Le vert symbolise bien sûr la nature. Henri Matisse le voit comme une « couleur puissante, vibrante et instable qui apporte fraîcheur et éclat ». Pierre Bonnard voit dans le vert une couleur jamais innocente. Selon lui, il doit toujours être mêlé et équilibré avec d’autres tons pour atteindre sa pleine vibration.
… Tous les peintres pourraient dire avec Claude Monet : « La couleur est mon obsession quotidienne, ma joie et mon tourment. »
Les poètes ont aussi « peint les couleurs avec des mots » (Van Gogh) : « E, blancheur des vapeurs et des tentes, I, pourpres, sang craché, rire des lèvres belles » (Rimbaud), « La terre est bleue comme une orange » (Eluard). « Le blanc est la couleur qui contient toutes les autres, mais qui les a oubliées. » (Cocteau) et pour Victor Hugo : « Le blanc, c’est la lumière qui s’est tue ».

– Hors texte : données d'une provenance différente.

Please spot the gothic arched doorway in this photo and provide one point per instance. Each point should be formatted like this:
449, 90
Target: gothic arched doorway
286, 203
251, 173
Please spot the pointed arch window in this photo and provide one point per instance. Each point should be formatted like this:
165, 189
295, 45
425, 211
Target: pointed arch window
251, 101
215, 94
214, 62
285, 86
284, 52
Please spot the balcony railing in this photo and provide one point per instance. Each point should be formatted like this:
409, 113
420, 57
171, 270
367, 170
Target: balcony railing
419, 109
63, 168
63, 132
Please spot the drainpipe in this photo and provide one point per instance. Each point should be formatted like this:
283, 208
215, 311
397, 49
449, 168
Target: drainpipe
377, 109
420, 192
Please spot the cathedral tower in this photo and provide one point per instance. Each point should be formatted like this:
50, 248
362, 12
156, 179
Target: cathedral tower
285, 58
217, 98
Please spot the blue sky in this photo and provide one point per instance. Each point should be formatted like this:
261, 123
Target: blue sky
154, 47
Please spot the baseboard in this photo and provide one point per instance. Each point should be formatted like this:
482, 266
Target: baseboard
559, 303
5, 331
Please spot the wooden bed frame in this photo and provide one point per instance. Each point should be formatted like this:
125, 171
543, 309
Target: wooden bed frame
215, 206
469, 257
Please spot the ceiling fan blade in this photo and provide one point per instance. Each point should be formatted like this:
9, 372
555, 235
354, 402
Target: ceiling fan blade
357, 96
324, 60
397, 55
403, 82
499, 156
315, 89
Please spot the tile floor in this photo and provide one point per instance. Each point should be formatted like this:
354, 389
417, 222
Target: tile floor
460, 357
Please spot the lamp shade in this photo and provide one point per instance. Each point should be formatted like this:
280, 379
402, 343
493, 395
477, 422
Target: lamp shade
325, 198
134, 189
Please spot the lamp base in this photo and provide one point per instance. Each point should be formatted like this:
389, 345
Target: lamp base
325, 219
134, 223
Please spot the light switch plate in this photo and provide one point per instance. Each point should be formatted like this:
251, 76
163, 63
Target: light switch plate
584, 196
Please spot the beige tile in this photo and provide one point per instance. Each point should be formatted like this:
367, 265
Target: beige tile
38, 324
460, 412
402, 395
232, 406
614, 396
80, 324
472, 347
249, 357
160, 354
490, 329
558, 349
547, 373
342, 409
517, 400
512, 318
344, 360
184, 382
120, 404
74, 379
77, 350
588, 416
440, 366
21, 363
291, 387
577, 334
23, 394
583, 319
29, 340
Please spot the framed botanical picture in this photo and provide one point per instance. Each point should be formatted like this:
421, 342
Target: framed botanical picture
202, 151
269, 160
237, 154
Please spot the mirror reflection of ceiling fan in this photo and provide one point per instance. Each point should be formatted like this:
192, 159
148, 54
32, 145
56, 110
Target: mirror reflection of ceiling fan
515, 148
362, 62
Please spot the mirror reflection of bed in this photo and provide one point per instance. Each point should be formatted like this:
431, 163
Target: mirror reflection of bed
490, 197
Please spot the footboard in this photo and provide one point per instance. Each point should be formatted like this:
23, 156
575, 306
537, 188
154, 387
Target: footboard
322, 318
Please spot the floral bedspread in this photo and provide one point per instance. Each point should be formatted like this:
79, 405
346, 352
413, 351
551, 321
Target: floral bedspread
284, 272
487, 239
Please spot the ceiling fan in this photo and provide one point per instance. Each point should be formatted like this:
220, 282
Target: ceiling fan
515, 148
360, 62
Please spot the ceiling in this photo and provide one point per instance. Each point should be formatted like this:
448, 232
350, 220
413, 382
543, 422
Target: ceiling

En nous invitant à s’interroger sur la perception des couleurs, sur leur pouvoir évocateur à travers le temps, sur leur utilisation qui est passée du respect de la couleur naturelle à : « je me suis foutu de la vérité de la couleur » (van Gogh), cette exposition nous apprend qu’en fait, la couleur dépasse les dogmes et résiste à toute interprétation. De plus, sa scénographie nous offre un véritable espace de liberté, en nous proposant de circuler à notre gré dans cet original cercle chromatique.
Dans une video à l’entrée (et donc à la sortie), les auteurs du cataloque habillés de la couleur dont ils parlent évoquent leurs analyses et leur sensibilité.